Cela lui était facile. Elle ne sortait plus de peur de rencontrer Pascal. Elle espérait faire mourir son désir d’inanition.
Hélas ! elle n’avait pas besoin de voir le jeune homme pour savoir qu’il errait aux alentours. Des frissons couraient sur sa peau avec plus ou moins d’intensité suivant qu’il surveillait sa maison de près ou de loin. Il était sans cesse aux aguets.
Il n’ignorait plus qu’il ne pouvait la convaincre par des raisonnements. Il se décida. Un jour, il choisit un moment où elle était seule. Il se précipita dans la cuisine et sur elle. Elle saisit aussitôt la pelle du four. Comme la pelle de bois allait s’abattre sur Pascal, Ourtic entra. Il était temps.
— Tu es bien méchante, Maï, fit-il.
Il la désarma, tandis que le jeune homme sautait par la fenêtre.

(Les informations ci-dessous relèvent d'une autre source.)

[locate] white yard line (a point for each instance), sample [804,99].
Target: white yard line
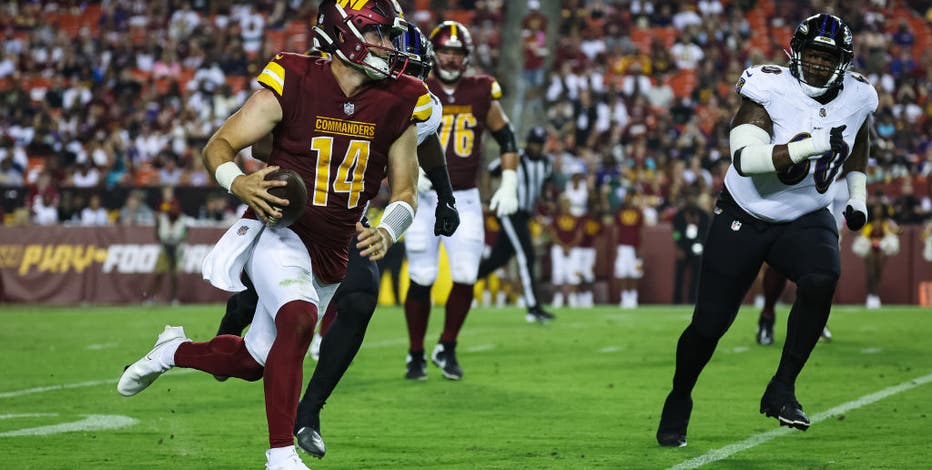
[757,439]
[90,383]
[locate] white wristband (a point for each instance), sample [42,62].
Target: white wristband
[801,150]
[226,173]
[857,185]
[396,219]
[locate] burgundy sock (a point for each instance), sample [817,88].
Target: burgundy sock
[458,304]
[224,355]
[328,318]
[283,374]
[773,285]
[417,312]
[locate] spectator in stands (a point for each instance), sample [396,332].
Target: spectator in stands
[907,209]
[85,176]
[94,214]
[45,209]
[565,233]
[135,211]
[577,195]
[626,233]
[878,240]
[10,173]
[686,53]
[171,230]
[689,228]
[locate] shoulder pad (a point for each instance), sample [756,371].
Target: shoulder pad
[760,83]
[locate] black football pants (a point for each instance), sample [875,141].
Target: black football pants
[805,250]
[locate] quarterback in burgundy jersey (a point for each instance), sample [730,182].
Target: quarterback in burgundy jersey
[343,124]
[470,106]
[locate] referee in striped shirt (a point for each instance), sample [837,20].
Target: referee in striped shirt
[534,168]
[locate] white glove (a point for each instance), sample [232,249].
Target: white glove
[821,141]
[505,200]
[423,182]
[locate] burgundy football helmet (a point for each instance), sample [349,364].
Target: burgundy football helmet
[342,24]
[451,36]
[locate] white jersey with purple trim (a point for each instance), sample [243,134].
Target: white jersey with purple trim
[807,186]
[430,126]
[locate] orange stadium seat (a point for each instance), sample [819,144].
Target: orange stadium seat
[297,36]
[683,82]
[275,39]
[463,16]
[237,83]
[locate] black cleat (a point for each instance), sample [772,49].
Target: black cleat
[444,357]
[765,331]
[310,441]
[416,366]
[779,402]
[539,315]
[673,421]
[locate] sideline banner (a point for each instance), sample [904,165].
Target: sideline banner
[105,265]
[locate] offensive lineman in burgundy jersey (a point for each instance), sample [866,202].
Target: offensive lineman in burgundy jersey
[465,111]
[470,106]
[343,125]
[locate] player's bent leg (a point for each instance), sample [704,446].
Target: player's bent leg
[773,285]
[295,323]
[140,374]
[779,401]
[241,307]
[340,346]
[417,313]
[224,355]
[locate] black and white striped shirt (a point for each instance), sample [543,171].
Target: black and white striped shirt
[531,177]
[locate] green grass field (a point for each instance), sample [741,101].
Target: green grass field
[584,392]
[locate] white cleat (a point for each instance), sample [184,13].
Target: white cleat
[140,374]
[314,350]
[291,462]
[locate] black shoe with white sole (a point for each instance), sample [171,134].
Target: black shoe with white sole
[416,366]
[765,331]
[779,401]
[444,357]
[674,420]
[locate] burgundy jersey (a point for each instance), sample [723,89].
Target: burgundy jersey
[565,228]
[591,228]
[628,221]
[338,145]
[464,115]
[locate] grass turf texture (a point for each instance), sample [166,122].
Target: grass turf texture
[584,392]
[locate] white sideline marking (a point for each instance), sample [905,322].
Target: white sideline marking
[90,383]
[89,423]
[27,415]
[731,449]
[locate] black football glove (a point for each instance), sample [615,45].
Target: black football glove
[447,219]
[836,140]
[855,215]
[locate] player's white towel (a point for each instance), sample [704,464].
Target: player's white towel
[224,264]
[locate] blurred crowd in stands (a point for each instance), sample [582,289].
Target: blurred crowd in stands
[637,95]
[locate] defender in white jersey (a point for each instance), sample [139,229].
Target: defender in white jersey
[798,129]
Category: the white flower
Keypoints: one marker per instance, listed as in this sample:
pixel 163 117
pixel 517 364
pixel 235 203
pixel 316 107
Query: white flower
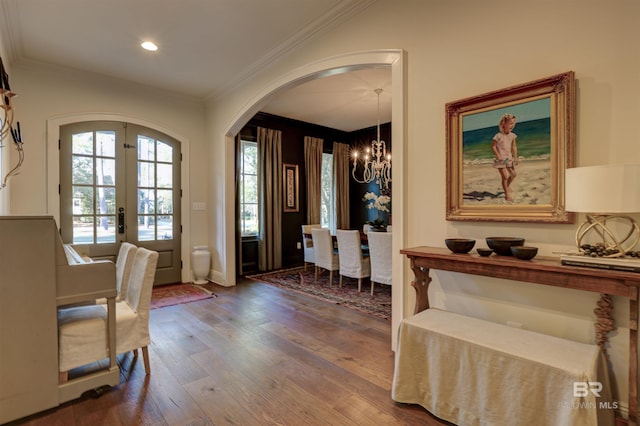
pixel 380 203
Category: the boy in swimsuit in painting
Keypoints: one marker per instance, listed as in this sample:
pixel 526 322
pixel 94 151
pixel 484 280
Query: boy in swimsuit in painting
pixel 506 152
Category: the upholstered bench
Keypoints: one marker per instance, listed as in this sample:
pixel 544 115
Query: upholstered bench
pixel 474 372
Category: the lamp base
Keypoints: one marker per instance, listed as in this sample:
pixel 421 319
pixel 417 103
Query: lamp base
pixel 609 243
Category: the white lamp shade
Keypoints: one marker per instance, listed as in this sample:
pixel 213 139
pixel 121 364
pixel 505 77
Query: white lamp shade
pixel 603 189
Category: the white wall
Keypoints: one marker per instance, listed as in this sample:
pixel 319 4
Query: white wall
pixel 5 153
pixel 457 49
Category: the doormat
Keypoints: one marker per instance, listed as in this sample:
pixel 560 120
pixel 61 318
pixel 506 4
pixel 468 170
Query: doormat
pixel 295 279
pixel 176 294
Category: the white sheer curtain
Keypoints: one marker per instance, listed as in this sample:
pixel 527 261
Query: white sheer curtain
pixel 341 186
pixel 270 189
pixel 313 177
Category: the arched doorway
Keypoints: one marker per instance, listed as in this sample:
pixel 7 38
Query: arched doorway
pixel 393 59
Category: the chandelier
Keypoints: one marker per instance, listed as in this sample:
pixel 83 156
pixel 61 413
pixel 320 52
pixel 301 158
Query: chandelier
pixel 376 162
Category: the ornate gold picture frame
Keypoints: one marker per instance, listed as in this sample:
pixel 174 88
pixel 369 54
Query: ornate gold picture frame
pixel 507 151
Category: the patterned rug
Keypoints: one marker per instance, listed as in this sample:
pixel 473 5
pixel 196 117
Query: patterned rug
pixel 176 294
pixel 297 280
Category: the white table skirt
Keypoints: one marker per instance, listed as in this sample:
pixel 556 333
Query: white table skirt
pixel 475 372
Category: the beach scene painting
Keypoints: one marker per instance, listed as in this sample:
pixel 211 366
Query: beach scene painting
pixel 532 184
pixel 507 152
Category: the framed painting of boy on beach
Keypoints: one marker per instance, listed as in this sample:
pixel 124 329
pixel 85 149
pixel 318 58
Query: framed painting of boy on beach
pixel 507 151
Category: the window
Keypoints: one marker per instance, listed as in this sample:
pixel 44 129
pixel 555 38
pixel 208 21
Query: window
pixel 249 188
pixel 327 212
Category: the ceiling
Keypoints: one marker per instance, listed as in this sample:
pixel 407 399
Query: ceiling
pixel 206 48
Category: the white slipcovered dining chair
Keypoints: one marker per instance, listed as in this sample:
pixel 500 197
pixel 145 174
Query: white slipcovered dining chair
pixel 82 331
pixel 380 255
pixel 352 263
pixel 326 257
pixel 124 263
pixel 307 244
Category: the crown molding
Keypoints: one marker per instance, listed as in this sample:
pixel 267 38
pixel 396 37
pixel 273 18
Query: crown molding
pixel 344 11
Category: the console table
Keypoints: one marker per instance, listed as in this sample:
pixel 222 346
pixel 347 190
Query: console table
pixel 541 270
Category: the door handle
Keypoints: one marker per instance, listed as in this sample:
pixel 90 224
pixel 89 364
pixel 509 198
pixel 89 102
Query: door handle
pixel 121 220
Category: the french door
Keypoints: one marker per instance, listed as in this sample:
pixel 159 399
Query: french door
pixel 121 182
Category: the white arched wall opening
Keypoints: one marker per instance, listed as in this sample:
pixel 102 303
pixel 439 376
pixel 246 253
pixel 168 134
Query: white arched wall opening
pixel 53 170
pixel 393 59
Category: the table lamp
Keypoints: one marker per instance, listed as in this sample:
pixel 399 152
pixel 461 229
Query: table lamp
pixel 606 194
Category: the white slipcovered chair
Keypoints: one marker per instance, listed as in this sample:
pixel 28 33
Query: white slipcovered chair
pixel 82 331
pixel 380 255
pixel 124 263
pixel 352 263
pixel 326 257
pixel 307 244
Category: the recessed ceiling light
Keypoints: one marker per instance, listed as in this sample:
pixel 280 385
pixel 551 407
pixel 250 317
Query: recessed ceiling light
pixel 149 45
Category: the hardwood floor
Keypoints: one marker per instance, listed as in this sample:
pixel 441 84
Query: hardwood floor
pixel 254 355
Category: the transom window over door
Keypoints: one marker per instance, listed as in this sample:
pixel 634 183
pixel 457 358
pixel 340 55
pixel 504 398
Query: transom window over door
pixel 120 182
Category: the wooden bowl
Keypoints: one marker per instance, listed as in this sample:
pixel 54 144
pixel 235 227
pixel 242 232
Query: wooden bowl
pixel 502 245
pixel 524 252
pixel 460 245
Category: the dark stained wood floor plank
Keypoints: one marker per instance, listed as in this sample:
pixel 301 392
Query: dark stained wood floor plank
pixel 254 355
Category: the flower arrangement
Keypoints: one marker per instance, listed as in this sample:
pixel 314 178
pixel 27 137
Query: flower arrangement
pixel 382 203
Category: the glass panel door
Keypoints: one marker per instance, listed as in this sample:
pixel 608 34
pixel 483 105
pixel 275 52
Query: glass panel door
pixel 121 182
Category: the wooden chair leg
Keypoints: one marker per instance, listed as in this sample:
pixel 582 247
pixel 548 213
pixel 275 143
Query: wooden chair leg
pixel 145 356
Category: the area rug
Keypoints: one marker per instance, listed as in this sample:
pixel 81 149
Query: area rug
pixel 176 294
pixel 295 279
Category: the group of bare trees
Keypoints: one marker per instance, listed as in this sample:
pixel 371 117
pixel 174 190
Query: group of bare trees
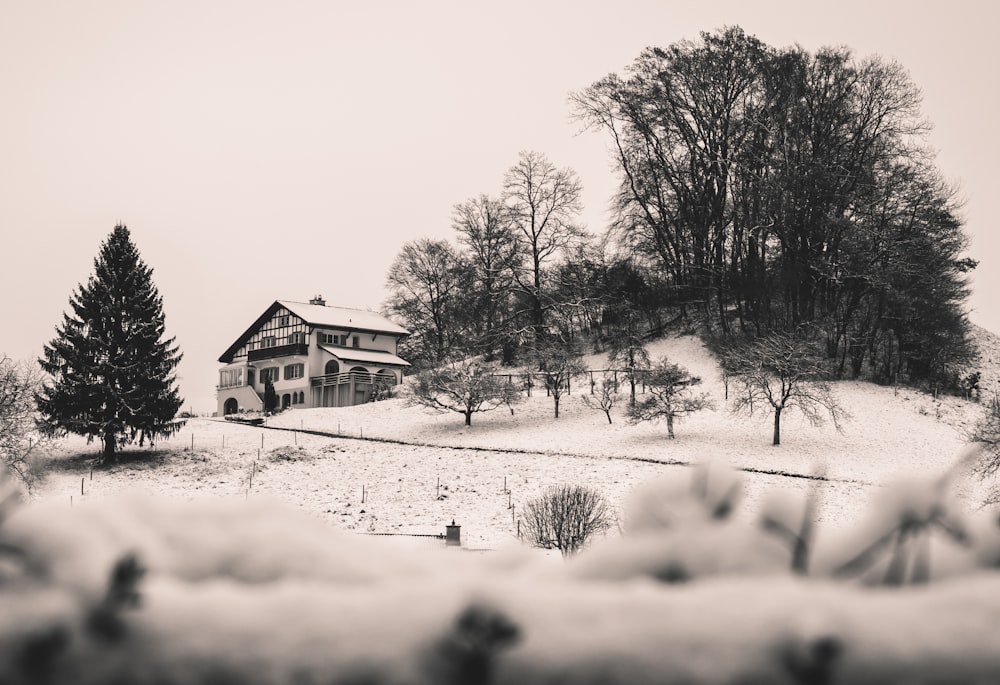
pixel 494 291
pixel 776 188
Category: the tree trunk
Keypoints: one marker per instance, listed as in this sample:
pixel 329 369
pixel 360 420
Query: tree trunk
pixel 109 447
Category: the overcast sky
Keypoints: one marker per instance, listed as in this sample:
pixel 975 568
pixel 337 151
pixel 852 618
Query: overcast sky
pixel 279 150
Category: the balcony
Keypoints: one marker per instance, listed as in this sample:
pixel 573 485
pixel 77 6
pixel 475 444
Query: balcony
pixel 357 377
pixel 278 351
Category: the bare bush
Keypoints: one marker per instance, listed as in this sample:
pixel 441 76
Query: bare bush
pixel 19 437
pixel 604 395
pixel 565 517
pixel 986 434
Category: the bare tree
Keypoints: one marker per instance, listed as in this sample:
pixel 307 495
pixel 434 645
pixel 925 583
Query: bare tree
pixel 778 371
pixel 565 517
pixel 604 395
pixel 465 388
pixel 544 203
pixel 19 437
pixel 557 363
pixel 485 228
pixel 427 286
pixel 669 396
pixel 627 351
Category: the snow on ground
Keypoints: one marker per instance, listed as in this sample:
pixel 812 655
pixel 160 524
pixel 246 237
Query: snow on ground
pixel 371 486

Il haussa les épaules ; et il sortit de nouveau, mais ce fut sans succès.
Le soir de ce même jour, lorsque l’horizon eut fini de dévorer le crépuscule, Maïténa pénétra dans sa chambre après avoir fermé à clef la vieille porte de la métairie et couché son fils. Ourtic dormait déjà.
La chambre de la jeune femme était blanchie à la chaux, pavée de carreaux rouges posés sur la terre. Aucune glace ne l’ornait. Un rameau de laurier béni encore vert suspendu à l’un des murs empêchait ceux-ci d’être complètement nus. Elle ne savait pas faire les bouquets. Elle ne savait pas davantage agrémenter une pièce. Jusqu’à présent, ça ne lui manquait pas. Quand elle voulait voir de belles choses, elle regardait le paysage ; et, sa chambre fermée, elle dormait.
Maintenant, pendant les longues veilles où son sexe de plus en plus altéré la faisait se tordre sur ses draps, elle n’avait plus la ressource de voir la nuit à travers ses fenêtres qu’elle n’osait ouvrir à cause de Pascal. Aussi, avait-elle obscurément l’idée des ornements qui auraient pu la distraire. Ne serait-ce pas ainsi qu’à l’origine l’amour naturel créa la poésie ?
Il lui fallait un certain temps avant de se mettre au lit. Quand elle était déshabillée, elle laissait lentement le vide de la pièce s’emparer de sa forme. Peu à peu, sa peau se rafraîchissait au contact de l’air, se laissait admirer en détail par la chandelle.